Les spécialistes insistent également sur l’importance du sommeil, des interactions sociales et de l’activité physique pour stimuler le cerveau. Des études récentes montrent d’ailleurs qu’une bonne santé cardiovasculaire réduit aussi le risque de démence.

Comme pour d’autres maladies neurodégénératives, le soutien des aidants et des proches joue un rôle central. Car derrière les lésions cérébrales et les termes médicaux, la démence vasculaire reste avant tout une maladie humaine, qui bouleverse la mémoire, l’identité et parfois toute une famille.

À SAVOIR

Le 21 janvier 1924, Vladimir Lénine meurt à 53 ans après plusieurs Accidents vasculaires cérébraux et d’importants troubles neurologiques. Les autorités soviétiques décident alors d’étudier son cerveau afin de comprendre l’origine supposée de son « génie révolutionnaire », en confiant les recherches au neuroanatomiste allemand Oskar Vogt.

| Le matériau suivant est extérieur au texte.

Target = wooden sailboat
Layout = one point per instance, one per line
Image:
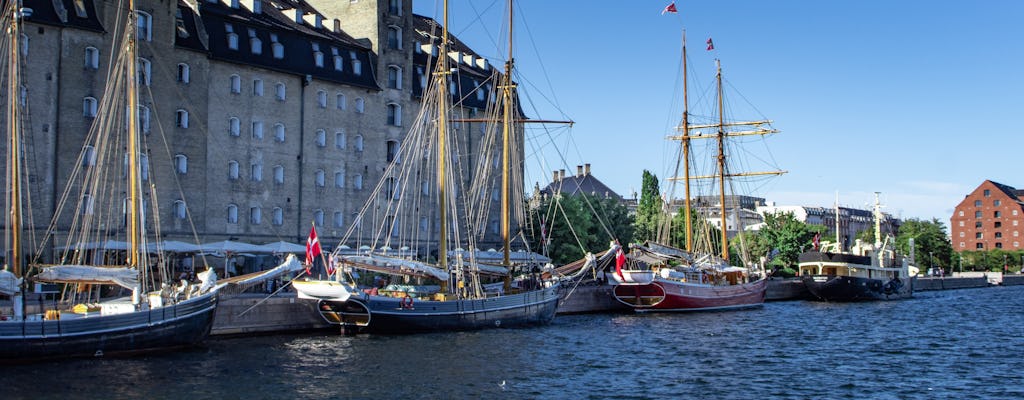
(449, 291)
(662, 277)
(151, 318)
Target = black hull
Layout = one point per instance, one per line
(390, 315)
(183, 324)
(852, 289)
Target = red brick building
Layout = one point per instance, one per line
(990, 217)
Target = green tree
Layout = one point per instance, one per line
(648, 210)
(932, 247)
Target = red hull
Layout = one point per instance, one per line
(665, 295)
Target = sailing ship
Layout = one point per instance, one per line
(865, 272)
(159, 314)
(448, 287)
(656, 276)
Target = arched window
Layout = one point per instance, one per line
(181, 119)
(181, 164)
(394, 77)
(279, 132)
(183, 73)
(320, 178)
(144, 72)
(232, 214)
(232, 170)
(279, 174)
(233, 127)
(280, 91)
(89, 105)
(255, 216)
(279, 216)
(143, 24)
(179, 210)
(236, 82)
(394, 115)
(91, 58)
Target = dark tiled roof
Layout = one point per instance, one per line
(64, 13)
(298, 39)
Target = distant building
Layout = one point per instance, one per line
(989, 217)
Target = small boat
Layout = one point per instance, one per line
(866, 272)
(159, 314)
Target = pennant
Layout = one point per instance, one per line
(670, 8)
(312, 248)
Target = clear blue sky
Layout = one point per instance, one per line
(920, 100)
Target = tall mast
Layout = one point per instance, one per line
(506, 151)
(441, 75)
(13, 144)
(721, 161)
(134, 229)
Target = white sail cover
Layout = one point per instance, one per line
(125, 277)
(9, 283)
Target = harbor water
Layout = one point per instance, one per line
(964, 344)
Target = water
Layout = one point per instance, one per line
(966, 344)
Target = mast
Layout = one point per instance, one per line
(506, 151)
(13, 144)
(441, 75)
(721, 160)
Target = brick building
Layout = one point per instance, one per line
(989, 217)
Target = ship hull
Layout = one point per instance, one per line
(183, 324)
(855, 289)
(670, 296)
(398, 315)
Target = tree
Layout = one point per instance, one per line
(648, 210)
(931, 243)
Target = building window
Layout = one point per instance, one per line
(394, 115)
(179, 210)
(183, 73)
(89, 105)
(91, 58)
(339, 139)
(236, 82)
(143, 25)
(339, 179)
(256, 172)
(358, 143)
(232, 214)
(394, 77)
(394, 38)
(233, 127)
(279, 174)
(279, 216)
(279, 132)
(181, 164)
(320, 178)
(321, 138)
(258, 130)
(181, 119)
(255, 216)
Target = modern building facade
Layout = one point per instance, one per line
(990, 217)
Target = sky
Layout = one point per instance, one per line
(918, 100)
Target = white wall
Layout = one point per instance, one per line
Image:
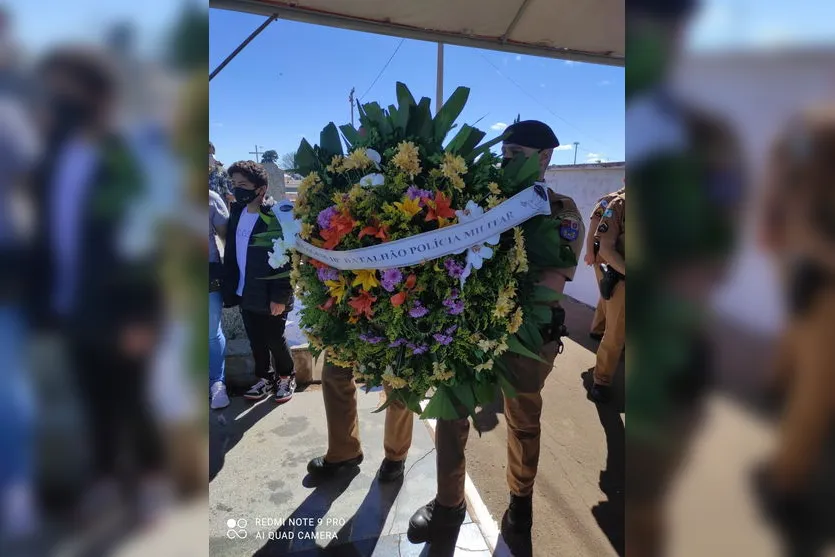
(585, 184)
(757, 93)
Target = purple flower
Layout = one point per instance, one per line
(442, 339)
(370, 338)
(391, 278)
(324, 219)
(453, 304)
(454, 269)
(417, 349)
(327, 273)
(416, 193)
(418, 310)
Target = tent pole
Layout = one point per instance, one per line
(439, 79)
(242, 45)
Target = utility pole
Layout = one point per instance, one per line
(351, 102)
(257, 153)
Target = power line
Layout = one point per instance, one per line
(543, 105)
(382, 70)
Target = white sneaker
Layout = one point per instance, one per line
(218, 396)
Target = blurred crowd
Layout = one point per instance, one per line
(101, 433)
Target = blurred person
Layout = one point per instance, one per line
(19, 146)
(264, 304)
(799, 229)
(687, 186)
(219, 181)
(610, 244)
(523, 412)
(218, 221)
(591, 258)
(104, 299)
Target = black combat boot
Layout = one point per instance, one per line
(433, 520)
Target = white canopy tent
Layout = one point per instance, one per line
(589, 31)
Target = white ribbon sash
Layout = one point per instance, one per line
(425, 246)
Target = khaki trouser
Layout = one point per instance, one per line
(340, 393)
(598, 322)
(522, 414)
(614, 338)
(808, 353)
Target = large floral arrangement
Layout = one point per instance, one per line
(440, 326)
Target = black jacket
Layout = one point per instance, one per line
(257, 292)
(114, 291)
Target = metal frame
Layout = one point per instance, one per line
(264, 7)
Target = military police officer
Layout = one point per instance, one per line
(522, 413)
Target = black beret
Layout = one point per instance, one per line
(533, 134)
(662, 9)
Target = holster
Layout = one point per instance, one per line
(610, 280)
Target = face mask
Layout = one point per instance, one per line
(71, 113)
(245, 196)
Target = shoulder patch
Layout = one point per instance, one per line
(569, 229)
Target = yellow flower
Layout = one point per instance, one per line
(502, 346)
(337, 164)
(409, 207)
(486, 366)
(367, 278)
(407, 158)
(515, 321)
(494, 201)
(486, 345)
(355, 193)
(337, 288)
(307, 231)
(453, 166)
(357, 160)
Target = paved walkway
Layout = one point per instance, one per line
(260, 487)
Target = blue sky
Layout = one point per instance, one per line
(294, 78)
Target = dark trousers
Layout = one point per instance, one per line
(266, 337)
(113, 389)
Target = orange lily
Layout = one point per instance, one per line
(362, 304)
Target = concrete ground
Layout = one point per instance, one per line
(262, 502)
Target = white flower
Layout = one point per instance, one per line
(375, 157)
(280, 255)
(370, 180)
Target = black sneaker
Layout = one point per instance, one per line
(391, 470)
(433, 520)
(285, 388)
(520, 513)
(260, 390)
(321, 467)
(600, 394)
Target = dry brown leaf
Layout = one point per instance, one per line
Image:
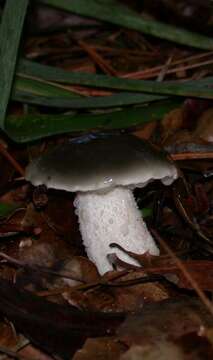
(100, 349)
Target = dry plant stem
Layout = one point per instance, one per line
(86, 287)
(39, 268)
(12, 161)
(151, 72)
(185, 272)
(191, 156)
(14, 355)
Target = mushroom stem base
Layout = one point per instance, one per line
(112, 217)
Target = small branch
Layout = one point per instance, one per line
(185, 272)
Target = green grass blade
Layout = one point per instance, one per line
(10, 33)
(33, 127)
(38, 87)
(118, 14)
(51, 73)
(92, 102)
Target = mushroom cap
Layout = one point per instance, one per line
(101, 163)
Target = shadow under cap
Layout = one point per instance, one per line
(101, 163)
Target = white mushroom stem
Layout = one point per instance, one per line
(112, 217)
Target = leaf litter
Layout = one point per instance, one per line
(53, 302)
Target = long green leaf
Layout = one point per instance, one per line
(105, 81)
(118, 14)
(36, 126)
(10, 33)
(92, 102)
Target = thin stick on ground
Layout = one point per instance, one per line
(185, 272)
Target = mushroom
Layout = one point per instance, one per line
(104, 171)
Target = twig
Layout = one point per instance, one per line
(185, 272)
(192, 156)
(41, 269)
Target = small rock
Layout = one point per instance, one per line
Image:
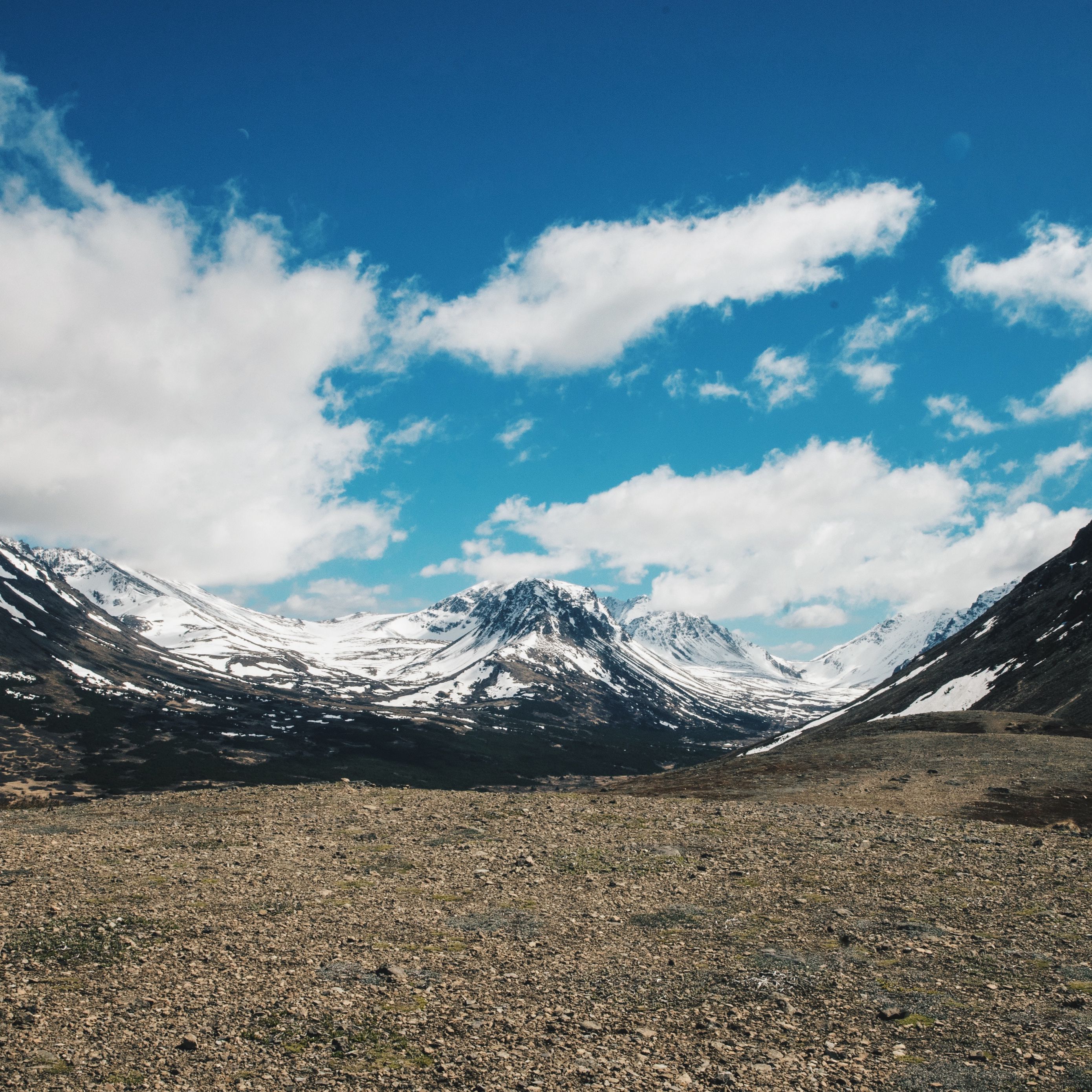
(394, 971)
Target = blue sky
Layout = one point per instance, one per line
(436, 141)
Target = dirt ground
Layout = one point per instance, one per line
(349, 937)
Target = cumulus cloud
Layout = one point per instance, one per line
(163, 375)
(831, 522)
(782, 378)
(961, 415)
(859, 357)
(815, 616)
(1054, 272)
(331, 598)
(1070, 396)
(516, 432)
(580, 294)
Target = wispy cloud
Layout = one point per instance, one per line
(815, 616)
(830, 524)
(331, 599)
(411, 433)
(859, 357)
(580, 294)
(1050, 464)
(719, 389)
(782, 378)
(511, 436)
(962, 418)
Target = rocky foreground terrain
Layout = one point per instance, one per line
(349, 937)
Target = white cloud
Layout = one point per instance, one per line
(331, 599)
(411, 433)
(1051, 464)
(1070, 396)
(675, 384)
(830, 522)
(782, 378)
(516, 432)
(580, 294)
(719, 389)
(870, 377)
(860, 344)
(887, 324)
(795, 650)
(1054, 271)
(163, 375)
(815, 616)
(964, 418)
(628, 378)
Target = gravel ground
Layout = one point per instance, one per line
(349, 937)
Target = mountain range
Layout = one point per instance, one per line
(993, 721)
(540, 673)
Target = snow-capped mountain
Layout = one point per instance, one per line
(1029, 651)
(881, 651)
(499, 682)
(541, 645)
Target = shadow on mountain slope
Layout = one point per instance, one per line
(1003, 767)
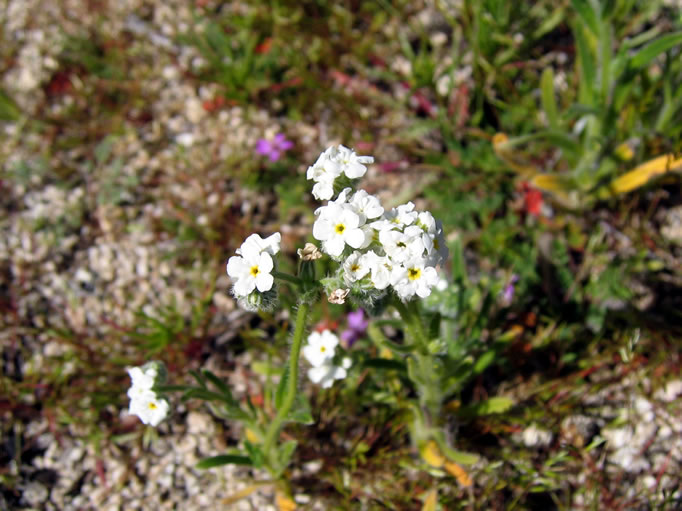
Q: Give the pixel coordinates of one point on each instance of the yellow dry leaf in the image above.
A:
(284, 503)
(641, 174)
(251, 436)
(506, 155)
(458, 473)
(550, 183)
(431, 454)
(431, 501)
(240, 494)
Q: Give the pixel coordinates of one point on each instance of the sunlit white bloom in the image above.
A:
(401, 246)
(327, 373)
(144, 400)
(354, 267)
(418, 278)
(366, 205)
(396, 218)
(142, 379)
(251, 271)
(333, 162)
(149, 407)
(254, 243)
(320, 347)
(337, 226)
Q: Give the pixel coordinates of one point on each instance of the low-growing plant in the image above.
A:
(390, 264)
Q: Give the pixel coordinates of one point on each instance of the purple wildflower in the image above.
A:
(508, 291)
(274, 148)
(357, 324)
(357, 321)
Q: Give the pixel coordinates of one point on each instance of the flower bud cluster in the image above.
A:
(334, 163)
(320, 351)
(145, 402)
(251, 269)
(399, 248)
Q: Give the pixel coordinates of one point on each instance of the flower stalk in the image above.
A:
(276, 425)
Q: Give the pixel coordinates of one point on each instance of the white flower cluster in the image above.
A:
(320, 352)
(331, 164)
(252, 266)
(145, 402)
(378, 249)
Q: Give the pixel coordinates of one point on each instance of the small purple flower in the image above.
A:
(357, 321)
(508, 291)
(357, 324)
(274, 148)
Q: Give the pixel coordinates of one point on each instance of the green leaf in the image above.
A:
(588, 74)
(255, 454)
(587, 15)
(652, 50)
(224, 459)
(384, 364)
(484, 361)
(301, 412)
(548, 100)
(286, 451)
(281, 391)
(488, 407)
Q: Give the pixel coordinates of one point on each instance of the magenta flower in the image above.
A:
(357, 324)
(274, 148)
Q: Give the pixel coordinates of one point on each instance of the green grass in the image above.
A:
(583, 269)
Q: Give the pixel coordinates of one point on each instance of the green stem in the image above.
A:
(286, 277)
(413, 322)
(273, 430)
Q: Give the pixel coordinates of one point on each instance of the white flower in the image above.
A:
(331, 164)
(354, 267)
(142, 380)
(255, 243)
(149, 407)
(327, 373)
(337, 226)
(401, 246)
(251, 271)
(417, 279)
(324, 171)
(320, 348)
(144, 401)
(366, 205)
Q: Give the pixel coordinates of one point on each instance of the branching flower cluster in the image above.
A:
(331, 167)
(145, 402)
(320, 352)
(377, 249)
(251, 269)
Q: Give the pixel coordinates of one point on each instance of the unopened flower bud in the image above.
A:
(338, 296)
(309, 252)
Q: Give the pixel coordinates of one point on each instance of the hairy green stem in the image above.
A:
(286, 277)
(276, 425)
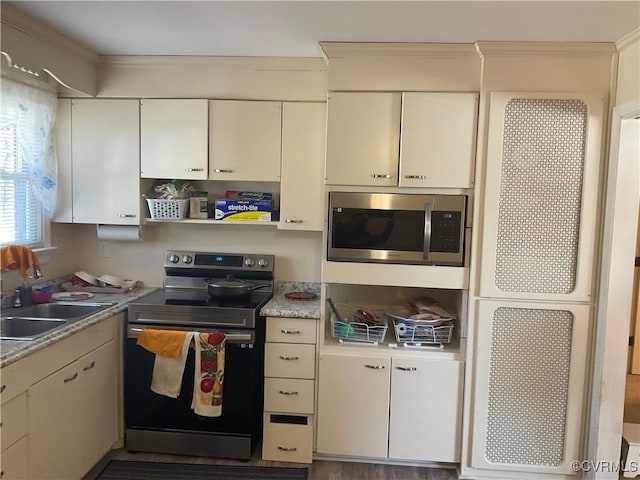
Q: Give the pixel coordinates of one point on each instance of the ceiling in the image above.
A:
(294, 28)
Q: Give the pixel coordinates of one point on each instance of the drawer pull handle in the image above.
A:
(287, 392)
(287, 449)
(89, 367)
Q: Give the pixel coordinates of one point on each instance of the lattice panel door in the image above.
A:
(530, 385)
(540, 204)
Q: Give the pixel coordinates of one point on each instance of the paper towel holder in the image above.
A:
(130, 233)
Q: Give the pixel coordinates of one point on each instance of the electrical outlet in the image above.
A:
(103, 249)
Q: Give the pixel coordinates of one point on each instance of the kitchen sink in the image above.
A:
(63, 311)
(29, 323)
(20, 328)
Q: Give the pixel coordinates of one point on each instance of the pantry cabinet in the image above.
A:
(245, 140)
(105, 152)
(302, 202)
(409, 139)
(174, 136)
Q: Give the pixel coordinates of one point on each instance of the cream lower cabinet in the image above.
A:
(289, 391)
(396, 408)
(72, 416)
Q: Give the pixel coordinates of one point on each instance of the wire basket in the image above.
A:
(422, 332)
(164, 209)
(346, 330)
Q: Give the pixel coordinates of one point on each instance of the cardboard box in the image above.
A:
(243, 210)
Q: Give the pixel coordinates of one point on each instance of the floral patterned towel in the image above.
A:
(209, 374)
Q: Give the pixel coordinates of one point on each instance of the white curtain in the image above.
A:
(30, 113)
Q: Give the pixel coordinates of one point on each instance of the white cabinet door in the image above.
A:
(302, 202)
(98, 409)
(174, 135)
(106, 161)
(353, 405)
(55, 432)
(363, 132)
(426, 410)
(245, 139)
(530, 385)
(64, 201)
(540, 211)
(438, 139)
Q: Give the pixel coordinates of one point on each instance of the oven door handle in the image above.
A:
(236, 337)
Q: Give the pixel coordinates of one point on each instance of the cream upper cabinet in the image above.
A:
(410, 139)
(303, 145)
(174, 135)
(438, 139)
(363, 132)
(105, 153)
(245, 140)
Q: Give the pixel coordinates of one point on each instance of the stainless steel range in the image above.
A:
(157, 423)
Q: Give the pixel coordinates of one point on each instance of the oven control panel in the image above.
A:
(213, 261)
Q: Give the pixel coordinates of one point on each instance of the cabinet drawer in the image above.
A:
(288, 438)
(288, 360)
(13, 420)
(291, 330)
(291, 395)
(14, 461)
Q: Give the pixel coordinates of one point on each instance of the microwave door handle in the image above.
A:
(427, 231)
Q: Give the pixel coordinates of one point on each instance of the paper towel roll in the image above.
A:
(120, 232)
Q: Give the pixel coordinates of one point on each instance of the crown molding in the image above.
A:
(356, 49)
(14, 18)
(629, 39)
(552, 49)
(295, 64)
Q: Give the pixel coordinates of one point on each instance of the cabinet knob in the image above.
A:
(287, 449)
(90, 366)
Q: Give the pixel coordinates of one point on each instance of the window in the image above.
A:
(27, 164)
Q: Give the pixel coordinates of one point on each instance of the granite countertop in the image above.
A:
(13, 350)
(280, 306)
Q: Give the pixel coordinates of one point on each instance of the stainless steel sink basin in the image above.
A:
(62, 311)
(19, 328)
(29, 323)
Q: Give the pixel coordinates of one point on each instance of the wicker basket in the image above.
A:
(162, 209)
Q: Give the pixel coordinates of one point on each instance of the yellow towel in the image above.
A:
(209, 374)
(167, 343)
(17, 257)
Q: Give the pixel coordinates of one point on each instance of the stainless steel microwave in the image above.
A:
(397, 228)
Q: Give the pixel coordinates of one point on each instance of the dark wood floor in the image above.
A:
(318, 470)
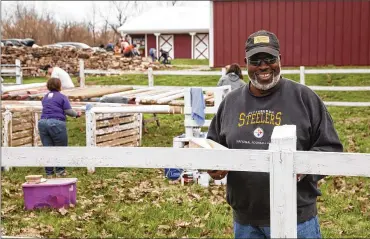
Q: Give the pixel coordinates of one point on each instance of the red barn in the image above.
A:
(182, 31)
(311, 32)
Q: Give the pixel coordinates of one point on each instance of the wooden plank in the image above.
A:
(117, 142)
(22, 141)
(138, 157)
(331, 163)
(22, 134)
(283, 183)
(116, 135)
(177, 103)
(21, 127)
(18, 120)
(117, 128)
(110, 115)
(115, 121)
(95, 92)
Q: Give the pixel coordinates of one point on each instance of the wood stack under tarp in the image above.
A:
(118, 129)
(22, 130)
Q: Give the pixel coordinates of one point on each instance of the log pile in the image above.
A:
(68, 59)
(23, 130)
(118, 129)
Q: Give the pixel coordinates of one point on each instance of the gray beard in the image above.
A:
(268, 86)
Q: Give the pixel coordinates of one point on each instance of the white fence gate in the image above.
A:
(282, 161)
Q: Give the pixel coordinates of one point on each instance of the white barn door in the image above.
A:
(201, 49)
(166, 43)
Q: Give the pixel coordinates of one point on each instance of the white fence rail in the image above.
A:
(302, 72)
(282, 161)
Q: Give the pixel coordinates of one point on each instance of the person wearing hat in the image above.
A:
(62, 75)
(245, 120)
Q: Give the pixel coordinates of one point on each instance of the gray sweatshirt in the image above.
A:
(245, 121)
(231, 79)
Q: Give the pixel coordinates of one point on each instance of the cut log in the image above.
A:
(117, 142)
(22, 141)
(115, 121)
(22, 134)
(117, 135)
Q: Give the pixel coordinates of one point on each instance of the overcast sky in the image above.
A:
(80, 10)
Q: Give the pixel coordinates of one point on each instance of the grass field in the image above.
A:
(141, 203)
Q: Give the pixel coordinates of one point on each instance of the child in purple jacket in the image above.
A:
(52, 125)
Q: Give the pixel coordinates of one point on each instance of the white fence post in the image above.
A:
(90, 133)
(7, 131)
(187, 103)
(82, 73)
(223, 71)
(283, 183)
(18, 72)
(301, 75)
(150, 77)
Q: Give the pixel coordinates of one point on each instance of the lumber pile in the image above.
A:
(23, 130)
(118, 129)
(68, 59)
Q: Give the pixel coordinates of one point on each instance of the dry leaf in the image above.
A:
(62, 211)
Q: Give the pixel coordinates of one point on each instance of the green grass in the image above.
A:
(141, 203)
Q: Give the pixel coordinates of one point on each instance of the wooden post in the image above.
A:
(301, 75)
(82, 73)
(18, 72)
(7, 131)
(223, 71)
(283, 183)
(150, 77)
(90, 133)
(187, 103)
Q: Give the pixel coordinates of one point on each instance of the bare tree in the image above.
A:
(122, 11)
(92, 23)
(169, 3)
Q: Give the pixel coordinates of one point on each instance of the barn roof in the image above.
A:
(169, 20)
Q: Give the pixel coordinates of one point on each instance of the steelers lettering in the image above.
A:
(260, 117)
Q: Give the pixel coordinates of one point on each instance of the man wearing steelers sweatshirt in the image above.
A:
(246, 119)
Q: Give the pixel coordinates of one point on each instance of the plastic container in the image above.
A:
(173, 173)
(203, 179)
(54, 193)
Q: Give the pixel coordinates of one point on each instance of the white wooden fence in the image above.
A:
(302, 72)
(13, 70)
(282, 161)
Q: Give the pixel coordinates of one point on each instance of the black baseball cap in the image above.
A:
(262, 41)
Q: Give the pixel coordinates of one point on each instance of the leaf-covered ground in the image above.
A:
(141, 203)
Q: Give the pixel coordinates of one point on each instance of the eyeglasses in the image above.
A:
(258, 62)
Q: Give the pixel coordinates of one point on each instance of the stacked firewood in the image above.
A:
(68, 59)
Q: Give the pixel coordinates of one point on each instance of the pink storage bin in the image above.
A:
(54, 193)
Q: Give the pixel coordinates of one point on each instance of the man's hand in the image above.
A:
(217, 174)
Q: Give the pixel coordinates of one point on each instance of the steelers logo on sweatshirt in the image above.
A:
(258, 133)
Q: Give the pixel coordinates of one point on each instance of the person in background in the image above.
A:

L’autopsie révèle surtout une Artériosclérose cérébrale extrêmement avancée : les artères du cerveau étaient fortement calcifiées et rigidifiées, provoquant de multiples infarctus cérébraux et une destruction progressive de certaines zones, notamment dans l’hémisphère gauche. Aujourd’hui, de nombreux historiens de la médecine considèrent le cas de Lénine comme l’un des exemples historiques les plus connus de Démence vasculaire liée à des AVC répétés.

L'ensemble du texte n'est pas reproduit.